If there's a quick way to expand a company's scale of operations, widen its product portfolio, expand into new geographies and add to its technological capabilities, it's through mergers and acquisitions (M&As). However, while companies are able to gain and expand their balance sheets, shareholders might not always be able to make money from such deals.
If the past is an indication, M&As might not always turn out as anticipated. Experts say shareholders must always watch for the price and strategic intention. They reckon in the coming years, mergers, domestic and foreign, will increase; so should the scrutiny of such deals.
Says Mehraboon Irani, head (private client group), Nirmal Bang: "Not all mergers are profitable and not all will be profitable. But some will add a lot of value. Broadly, it depends on the price and the strategic intention of the company merging."
Experts say some mergers have fared exceedingly well. Before the Ranbaxy deal, Sun Pharma made 16 acquisitions; the company has built a record of successful acquisitions and, through the years, managed to increase shareholder value. The market capitalisation of the company has zoomed from Rs 6,027 crore to Rs 1.18 lakh crore in the past 10 years, as it pursued both organic and inorganic routes for growth.
Daiichi Sankyo's acquisition of Ranbaxy was looked at with circumspection. Analysts told investors they should exit the stock through the open offer. However, this isn't true of Sun Pharma's acquisition of Ranbaxy. Sun has acquired a Rs 6,000-crore enterprise for Rs 19,200 crore in an all-stock deal; both are big players in the generics space. As their businesses are complementary, Sun Pharma can derive huge synergies in product portfolio, research and development and raw material sourcing. After the acquisition, the Sun Pharma stock has surged seven per cent to Rs 628 at present.
Experts say in 2008, Sintex had a one-year forward valuation discount of about 25 times to its earnings. But after the company acquired entities abroad at higher valuations, its valuation multiple fell - the stock is trading at a price/earnings ratio of just four.

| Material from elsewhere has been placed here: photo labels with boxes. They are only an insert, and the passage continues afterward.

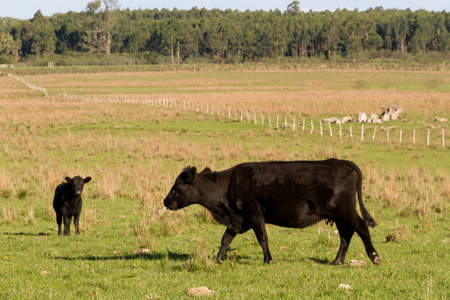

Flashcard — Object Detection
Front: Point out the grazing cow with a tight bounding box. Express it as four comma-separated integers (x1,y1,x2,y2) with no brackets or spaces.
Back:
164,159,381,265
53,176,91,235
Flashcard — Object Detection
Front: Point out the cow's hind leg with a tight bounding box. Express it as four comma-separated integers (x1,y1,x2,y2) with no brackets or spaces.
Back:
331,220,355,265
56,214,62,235
216,228,236,262
355,216,381,265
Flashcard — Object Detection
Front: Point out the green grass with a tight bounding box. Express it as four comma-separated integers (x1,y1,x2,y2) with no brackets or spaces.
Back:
0,70,450,299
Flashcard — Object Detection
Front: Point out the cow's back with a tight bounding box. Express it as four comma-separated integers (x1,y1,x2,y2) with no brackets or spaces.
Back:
230,159,357,228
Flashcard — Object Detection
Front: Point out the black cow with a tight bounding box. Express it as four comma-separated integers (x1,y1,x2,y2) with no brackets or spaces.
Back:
164,159,381,265
53,176,91,235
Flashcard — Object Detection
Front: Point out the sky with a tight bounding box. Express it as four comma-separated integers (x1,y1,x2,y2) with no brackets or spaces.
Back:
0,0,450,20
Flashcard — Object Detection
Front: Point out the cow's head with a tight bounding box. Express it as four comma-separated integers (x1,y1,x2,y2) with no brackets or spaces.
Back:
65,176,91,195
164,167,198,210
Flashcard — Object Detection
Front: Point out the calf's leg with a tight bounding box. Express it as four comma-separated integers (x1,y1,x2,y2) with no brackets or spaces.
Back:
216,228,236,262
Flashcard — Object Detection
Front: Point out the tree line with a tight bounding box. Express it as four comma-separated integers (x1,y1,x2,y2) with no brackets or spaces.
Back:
0,0,450,64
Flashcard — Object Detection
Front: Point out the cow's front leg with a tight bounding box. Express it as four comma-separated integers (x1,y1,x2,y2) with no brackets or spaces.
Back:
73,215,80,235
216,228,236,263
63,216,72,235
252,220,272,264
56,214,62,235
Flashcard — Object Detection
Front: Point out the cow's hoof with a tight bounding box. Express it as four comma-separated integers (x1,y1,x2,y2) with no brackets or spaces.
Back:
370,252,381,265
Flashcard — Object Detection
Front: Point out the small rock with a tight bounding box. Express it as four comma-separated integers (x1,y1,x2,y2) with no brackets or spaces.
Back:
188,286,216,296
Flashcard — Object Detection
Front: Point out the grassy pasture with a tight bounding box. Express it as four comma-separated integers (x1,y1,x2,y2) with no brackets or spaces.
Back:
0,70,450,299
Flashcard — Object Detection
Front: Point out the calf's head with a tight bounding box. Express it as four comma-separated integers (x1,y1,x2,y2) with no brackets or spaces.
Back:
65,176,91,195
164,167,198,210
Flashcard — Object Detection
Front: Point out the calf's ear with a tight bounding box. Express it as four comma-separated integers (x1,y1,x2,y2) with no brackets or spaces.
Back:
200,167,212,174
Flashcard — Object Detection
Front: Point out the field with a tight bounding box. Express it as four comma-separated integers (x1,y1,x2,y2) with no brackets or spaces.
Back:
0,67,450,299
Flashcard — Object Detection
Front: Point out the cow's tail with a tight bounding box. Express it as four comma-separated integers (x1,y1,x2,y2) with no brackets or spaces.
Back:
349,161,377,227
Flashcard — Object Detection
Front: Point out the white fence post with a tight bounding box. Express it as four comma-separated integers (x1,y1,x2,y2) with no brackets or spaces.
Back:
361,124,364,142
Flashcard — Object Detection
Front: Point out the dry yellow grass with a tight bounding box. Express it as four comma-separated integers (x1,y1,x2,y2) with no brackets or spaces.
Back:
0,68,450,232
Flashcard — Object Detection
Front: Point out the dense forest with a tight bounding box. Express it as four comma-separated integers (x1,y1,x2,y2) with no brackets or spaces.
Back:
0,0,450,65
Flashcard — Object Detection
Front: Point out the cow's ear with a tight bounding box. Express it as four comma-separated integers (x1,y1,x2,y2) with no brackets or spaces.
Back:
200,168,212,174
186,167,197,183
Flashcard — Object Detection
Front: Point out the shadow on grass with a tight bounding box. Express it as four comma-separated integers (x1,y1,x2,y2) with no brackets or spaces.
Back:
53,251,192,261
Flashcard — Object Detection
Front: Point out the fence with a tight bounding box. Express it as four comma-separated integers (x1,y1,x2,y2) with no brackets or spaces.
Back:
8,73,446,148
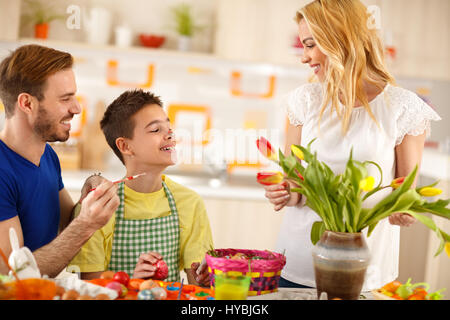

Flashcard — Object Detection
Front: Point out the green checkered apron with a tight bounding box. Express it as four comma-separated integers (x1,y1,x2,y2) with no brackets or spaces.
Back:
108,181,180,281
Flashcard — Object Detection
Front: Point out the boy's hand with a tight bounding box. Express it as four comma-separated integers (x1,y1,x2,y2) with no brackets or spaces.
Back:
191,262,210,287
78,173,107,203
76,180,120,232
133,251,162,279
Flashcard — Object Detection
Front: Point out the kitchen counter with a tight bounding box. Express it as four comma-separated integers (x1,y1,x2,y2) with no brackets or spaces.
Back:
247,288,375,300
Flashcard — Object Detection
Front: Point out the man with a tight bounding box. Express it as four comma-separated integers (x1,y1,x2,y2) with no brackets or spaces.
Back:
0,45,119,277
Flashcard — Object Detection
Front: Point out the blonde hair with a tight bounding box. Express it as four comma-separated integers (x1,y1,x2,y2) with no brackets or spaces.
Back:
295,0,395,134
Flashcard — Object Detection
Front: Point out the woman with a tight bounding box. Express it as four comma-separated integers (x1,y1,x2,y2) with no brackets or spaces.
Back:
265,0,440,290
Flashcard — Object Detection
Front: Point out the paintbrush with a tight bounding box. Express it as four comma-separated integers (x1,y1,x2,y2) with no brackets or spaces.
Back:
89,172,146,192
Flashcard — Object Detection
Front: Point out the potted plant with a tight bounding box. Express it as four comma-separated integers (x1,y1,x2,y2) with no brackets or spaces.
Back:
170,3,201,51
22,0,64,39
257,138,450,299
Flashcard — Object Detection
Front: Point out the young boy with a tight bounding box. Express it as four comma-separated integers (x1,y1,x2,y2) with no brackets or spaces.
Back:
71,90,213,286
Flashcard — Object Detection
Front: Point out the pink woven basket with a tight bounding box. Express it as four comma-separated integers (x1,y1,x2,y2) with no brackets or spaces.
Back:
206,249,286,296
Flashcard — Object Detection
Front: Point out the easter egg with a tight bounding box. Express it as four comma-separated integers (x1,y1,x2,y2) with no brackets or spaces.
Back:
113,271,130,286
151,287,167,300
105,281,123,297
138,289,153,300
139,279,159,291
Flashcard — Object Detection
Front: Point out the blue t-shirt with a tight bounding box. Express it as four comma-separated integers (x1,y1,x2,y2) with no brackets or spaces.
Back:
0,140,64,251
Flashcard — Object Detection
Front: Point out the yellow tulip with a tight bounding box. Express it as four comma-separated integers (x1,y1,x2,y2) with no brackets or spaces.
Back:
419,187,442,197
391,177,405,189
359,176,375,191
291,144,305,160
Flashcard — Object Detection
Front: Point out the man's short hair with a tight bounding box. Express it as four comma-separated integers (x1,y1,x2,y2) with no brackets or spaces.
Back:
0,44,73,118
100,89,162,164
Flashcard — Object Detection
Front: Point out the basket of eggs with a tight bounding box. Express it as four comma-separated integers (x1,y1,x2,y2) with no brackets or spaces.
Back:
206,249,286,296
372,278,445,300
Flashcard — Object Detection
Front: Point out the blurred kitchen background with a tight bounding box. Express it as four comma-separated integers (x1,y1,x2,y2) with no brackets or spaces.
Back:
0,0,450,295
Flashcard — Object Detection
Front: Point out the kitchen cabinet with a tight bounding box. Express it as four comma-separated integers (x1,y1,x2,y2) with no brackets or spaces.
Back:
214,0,450,80
204,198,283,250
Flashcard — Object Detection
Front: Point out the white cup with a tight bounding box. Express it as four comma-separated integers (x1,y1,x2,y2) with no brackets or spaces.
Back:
114,26,133,47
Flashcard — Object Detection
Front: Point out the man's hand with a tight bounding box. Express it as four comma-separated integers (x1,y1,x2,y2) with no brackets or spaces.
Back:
76,178,120,232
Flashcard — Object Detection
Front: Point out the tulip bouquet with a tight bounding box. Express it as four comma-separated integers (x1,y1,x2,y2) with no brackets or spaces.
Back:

In 2008, the Tatas made strategic acquisitions such as Corus and JLR, within a span of a year. While one turned out to be an exceptional acquisition, the other is struggling. Rikesh Parikh, vice-president, market strategy, Motilal Oswal, says, "Everybody was expecting Corus to do well for Tata Steel and JLR to be a drag on Tata Motors. But it has turned out the other way round."

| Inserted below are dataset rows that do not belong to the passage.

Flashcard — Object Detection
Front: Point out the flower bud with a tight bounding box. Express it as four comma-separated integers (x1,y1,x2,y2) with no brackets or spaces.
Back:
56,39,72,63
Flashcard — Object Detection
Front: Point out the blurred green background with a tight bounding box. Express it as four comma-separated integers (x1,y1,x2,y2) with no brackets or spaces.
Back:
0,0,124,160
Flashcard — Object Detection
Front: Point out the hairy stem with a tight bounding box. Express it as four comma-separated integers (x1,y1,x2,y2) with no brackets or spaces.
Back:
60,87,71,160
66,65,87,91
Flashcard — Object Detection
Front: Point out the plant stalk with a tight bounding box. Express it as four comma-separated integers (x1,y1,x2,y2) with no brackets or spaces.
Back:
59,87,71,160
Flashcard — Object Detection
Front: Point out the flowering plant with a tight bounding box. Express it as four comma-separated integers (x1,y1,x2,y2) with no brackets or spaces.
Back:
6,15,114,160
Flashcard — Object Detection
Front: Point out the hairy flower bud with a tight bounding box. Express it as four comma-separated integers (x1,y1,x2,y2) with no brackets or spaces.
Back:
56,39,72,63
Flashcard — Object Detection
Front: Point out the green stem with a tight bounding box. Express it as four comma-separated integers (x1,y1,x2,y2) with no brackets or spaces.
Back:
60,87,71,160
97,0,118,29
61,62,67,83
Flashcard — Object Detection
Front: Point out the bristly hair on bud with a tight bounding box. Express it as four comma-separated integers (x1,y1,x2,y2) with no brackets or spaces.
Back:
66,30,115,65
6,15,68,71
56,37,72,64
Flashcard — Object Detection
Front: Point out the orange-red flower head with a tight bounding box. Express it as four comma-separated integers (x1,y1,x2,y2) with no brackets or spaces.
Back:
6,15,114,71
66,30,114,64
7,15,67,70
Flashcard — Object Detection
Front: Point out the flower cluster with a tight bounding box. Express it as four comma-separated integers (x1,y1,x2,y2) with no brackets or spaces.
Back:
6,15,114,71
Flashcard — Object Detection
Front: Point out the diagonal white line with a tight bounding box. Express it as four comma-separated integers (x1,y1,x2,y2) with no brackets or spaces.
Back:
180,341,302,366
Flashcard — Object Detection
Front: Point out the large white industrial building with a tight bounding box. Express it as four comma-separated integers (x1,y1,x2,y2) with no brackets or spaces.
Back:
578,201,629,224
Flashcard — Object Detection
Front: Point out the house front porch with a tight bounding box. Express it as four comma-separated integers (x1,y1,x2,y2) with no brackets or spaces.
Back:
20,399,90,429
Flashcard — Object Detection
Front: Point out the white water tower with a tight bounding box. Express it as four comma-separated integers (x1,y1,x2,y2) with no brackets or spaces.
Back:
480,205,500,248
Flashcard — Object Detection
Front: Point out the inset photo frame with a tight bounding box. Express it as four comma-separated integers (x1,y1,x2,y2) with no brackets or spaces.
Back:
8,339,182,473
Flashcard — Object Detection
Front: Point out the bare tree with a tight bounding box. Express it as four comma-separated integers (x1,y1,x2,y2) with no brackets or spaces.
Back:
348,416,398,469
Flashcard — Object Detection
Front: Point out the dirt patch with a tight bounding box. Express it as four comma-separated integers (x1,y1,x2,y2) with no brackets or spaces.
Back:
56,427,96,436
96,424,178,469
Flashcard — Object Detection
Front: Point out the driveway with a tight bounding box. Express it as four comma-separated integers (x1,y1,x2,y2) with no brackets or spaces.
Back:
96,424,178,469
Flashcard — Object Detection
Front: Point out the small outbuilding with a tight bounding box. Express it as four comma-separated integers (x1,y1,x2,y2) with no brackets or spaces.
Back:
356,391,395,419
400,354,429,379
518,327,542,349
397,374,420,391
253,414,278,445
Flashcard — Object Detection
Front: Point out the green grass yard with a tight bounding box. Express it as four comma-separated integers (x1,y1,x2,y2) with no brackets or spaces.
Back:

The Hindalco-Novelis merger is yet to yield desired results. The Hindalco stock has seen compounded gains of only 7.4 per cent per annum since the acquisition in May 2007, similar to the BSE Sensex's gains of 7.2 per cent during the same period.
Experts say one should always keep track of the factors that influence an acquisition and analyse how it will strategically fit a company's broader expansion plans. A case in point is Tech Mahindra's acquisition of the erstwhile Satyam. Being largely telecom-focused software company, Tech Mahindra had to expand into enterprise solution software. Though the acquisition wasn't yielding the desired results initially, the Mahindras were slowly able to integrate operations. Tech Mahindra has since gained 192 per cent since June 2013. Tech Mahindra paid Rs 2,900 crore for the Satyam acquisition.
Analysts say Mahindra & Mahindra has a reputation of deriving the best synergies. The Mahindras acquired Punjab Tractors, Gujarat Tractors and Ssangyong, gradually emerging as the prominent tractor manufacturer in the world. The group is now filling gaps in its automobile portfolio, having acquired Kinetic Motors in the two-wheeler segment and Ssangyong in the upper-end sports utility vehicle space.
The price a company pays for the acquisition is crucial. And, the return on investment is among the most crucial aspects of a merger. Says Parikh: "Any merger has to be at the right price. Sometimes, when companies run after acquisitions and acquire it at aggressive pricing, it tends to hurt the company in the long run and shareholder value is lost."
Motherson Sumi has been successful in making strategic acquisitions and integrating these. The company has gained substantially, from a string of good acquisitions in the past few years. Revenues surged from Rs 2,801 crore (consolidated) in FY09 to Rs 25,312 crore in FY13 due to a string of strategic acquisitions. Currently, it is valued at Rs 22,730 crore, against Rs 2,387 crore in March 2009, a rise of 56 per cent per annum compounded, as against the Sensex's 18 per cent.
Last, the sector plays a crucial role. Experts say in the pharmaceuticals and fast-moving consumer goods segments, the price for acquisitions could be higher, as one pays for the brand or technology.
Says Irani: "It always makes sense to buy or merge a company when the economic conditions are not that optimistic and the new management can institute a shift in the company's operations."
An M&A might deliver higher growth for a company, especially if it is being pursued with a clear vision and is cost-competitive. A lot of Indian companies have proven to be quite adept at acquisitions. But in case the price is steep and sector is faring well, acquisitions might see shareholder returns decline.